Por Rodrigo Abreu, Nutricionista – Managing Partner na Rodrigo Abreu & Associados; Fundador do Atelier de Nutrição®
Leia as seguintes notícias hipotéticas e descubra as diferenças:
”Entra hoje em vigor a nova legislação que proíbe os alimentos nocivos nas escolas portuguesas. Na sequência da Lei aprovada no Parlamento há 3 meses, as refeições preparadas e servidas nas escolas não podem incluir alimentos não saudáveis, como fritos ou panados, mas também carnes gordas, qualquer tipo de enchidos e queijos gordos ou natas. O novo diploma estabelece também o perfil nutricional dos lanches e merendas ingeridos pelas crianças em ambiente escolar.

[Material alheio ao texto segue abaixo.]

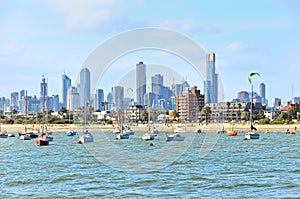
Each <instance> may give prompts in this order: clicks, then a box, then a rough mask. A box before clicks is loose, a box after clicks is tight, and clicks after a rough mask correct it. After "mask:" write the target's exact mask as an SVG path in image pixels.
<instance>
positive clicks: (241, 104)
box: [238, 103, 242, 119]
mask: <svg viewBox="0 0 300 199" xmlns="http://www.w3.org/2000/svg"><path fill="white" fill-rule="evenodd" d="M238 108H239V110H238V118H239V119H241V108H242V104H241V103H238Z"/></svg>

Leite simples, fruta e pão de mistura com baixo teor de sal, estão entre os alimentos permitidos pela nova legislação, que define também os alimentos permitidos em máquinas de venda automática e cafetarias escolares. Chocolates, bolachas, sumos e iogurtes açucarados, gelados e guloseimas, entre outros, são alguns dos produtos que a partir de hoje deixam de estar disponíveis nas escolas e nas suas imediações. “É uma medida urgente e absolutamente necessária” defendeu o responsável político, que acrescentou ainda “os dados da obesidade infantil são preocupantes e estou certo que todos concordam com os benefícios que uma medida destas vai trazer para a saúde das nossas crianças”. Os responsáveis de Saúde também concordam com a medida, que acusam de tardia: “Há muito tempo que alertamos para a necessidade de proibir determinados alimentos em contexto escolar, como ferramenta eficaz para promover a alimentação saudável e combater a obesidade infantil. Temos de proteger as crianças dos alimentos nocivos e a escola é o sítio certo para isso”. Mas a medida não parece ser consensual. Os pais de alguns alunos ouvidos hoje à porta da Escola, queixam-se que nem no dia de aniversário é permitido um bolo para festejar a data. Receiam também que os lanches saudáveis possam tornar-se monótonos face ao orçamento que as escolas têm para a alimentação e acreditam que muitas crianças continuarão a comer outros alimentos fora da escola. “O fruto proibido é o mais apetecido” diz uma das mães ouvida hoje, que admite deixar a sua filha comer um bolo “de vez em quando”. Mas as críticas também se ouviram no Parlamento: “Esta é uma Lei que permite à Escola, ao Estado, impor o que uma criança deve ou não deve comer. Não podemos aceitar que num Estado de direito democrático, uma liberdade individual como a escolha da própria comida seja imposta desta forma, em nome da saúde.”.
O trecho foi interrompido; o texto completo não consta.